Focus on Comp: Finding Fraud
When people think of fraud in the workers comp system, they often focus on claimants: workers who fake injuries, who malinger out of work after a legitimate injury, or who collect benefits for an injury that occurred away from work. It's a problem, for sure, but this is not where the real action lies. If you're looking for fraud, focus on the pros: attorneys and doctors. And if you want to see how fraud works on a truly epic scale, follow the action in California (which happens to be the most expensive state for comp in the country, in no small part due to rampant fraud).
Sean O'Keefe was a successful San Diego attorney. He ran a legitimate law practice until he became, in his own words, "stupid and greedy." He began paying a recruiter to send him referrals, to the point where two thirds of his clients - and his billings - were coming from the recruiter; the latter was literally pulling people off the streets. In exchange for the referrals, O'Keefe agreed to send these workers to specified medical providers, who offered an array of totally unnecessary services: MRIs, sleep studies, counseling, medications and screenings.
To cite just one example, O'Keefe's clients accessed the services of New Age Pharmaceuticals, a Beverly Hills company that packaged $20 worth of ordinary medications into compounds that could generate a $5,000 payment from the workers’ compensation system.

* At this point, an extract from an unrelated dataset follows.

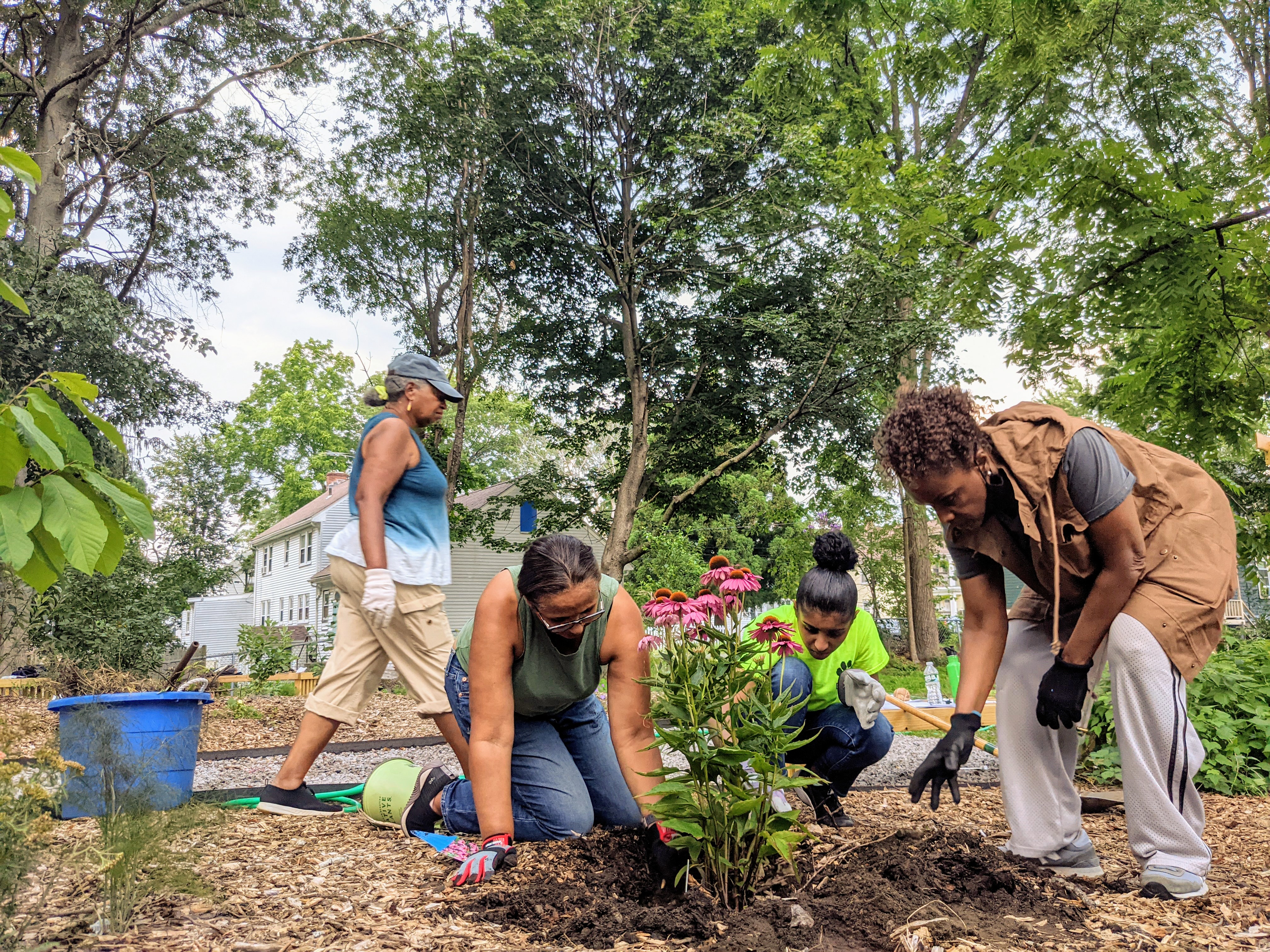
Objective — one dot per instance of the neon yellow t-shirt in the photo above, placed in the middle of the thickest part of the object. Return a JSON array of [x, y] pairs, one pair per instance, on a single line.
[[861, 649]]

O'Keefe, once a respected attorney, has lost his license to practice law. He is cooperating with federal and state officials in uncovering the mechanics of this complex and appalling enterprise. To be sure, the phony claimants earned a few bucks for serving as guinea pigs in the system, but the real money went into the pockets of attorneys like O'Keefe and the many doctors who billed for unneeded services. If justice serves, they will all pay a steep price for their greed and their stupidity.